Reputation: 506
I am creating a step function where my input is in the form of array like: {"ids": [1, 2, 3]}. Next, I have 2 Glue jobs that I want to execute for these ids. E.g. Glue job 1 will execute with id 1 and Glue job 2 will execute with id 2 and then Glue job 1 would execute with id 3 when it will process the job with id 1. I have tried using Parallel state in Step function, but that does not work on chunk of input but takes complete ids list as input. I have thought of using Map state, but Map state takes only one task to execute in parallel, but in my case I have 2 Glue jobs.

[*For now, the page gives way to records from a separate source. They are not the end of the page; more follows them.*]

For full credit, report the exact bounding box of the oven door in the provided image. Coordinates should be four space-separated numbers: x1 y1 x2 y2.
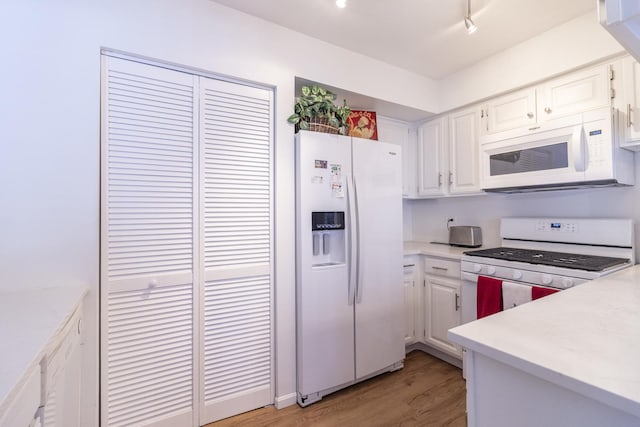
480 123 588 191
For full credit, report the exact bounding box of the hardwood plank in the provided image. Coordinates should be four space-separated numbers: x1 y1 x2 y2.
204 351 466 426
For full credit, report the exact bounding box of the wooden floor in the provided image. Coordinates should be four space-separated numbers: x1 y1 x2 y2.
205 351 466 427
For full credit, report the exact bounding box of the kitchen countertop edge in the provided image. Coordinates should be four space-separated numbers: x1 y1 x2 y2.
404 240 487 259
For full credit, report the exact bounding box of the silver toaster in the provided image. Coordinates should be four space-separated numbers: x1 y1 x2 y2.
449 226 482 248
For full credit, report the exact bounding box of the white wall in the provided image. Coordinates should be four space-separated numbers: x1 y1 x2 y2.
0 0 440 423
438 10 626 111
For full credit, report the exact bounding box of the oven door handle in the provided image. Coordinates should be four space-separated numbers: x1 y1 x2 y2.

What could be the resolution for this? Please suggest a solution using Step function.
Upvotes: 0
Views: 841
Reputation: 1391
What if you spilt your id2 to two arrays first (your first step). So convert
{"ids": [1, 2, 3, 4, 5]}
To
{
ids1:[1,3,5]
ids2:[2,4]
}
Then add a step with two parallel step, each contain a map, one for iterate over ids1 and send them to Glue Job1 and the.other to iterate over ids2 and send them to Glue Job2
Update 1: If you don't want any Glue job finishs sooner and becomes idle then instead of two array you can keep one list but add a status to each row:
{
id:1,
Status: null | job1 | job2
}
And instead of map state for each job, create a while loop, first pick an item from the list and then call Glue job.
So your Select_an_id
state will chose one id from that list. and change the status for that record. You need to create a Lambda task state to do this.
Upvotes: 0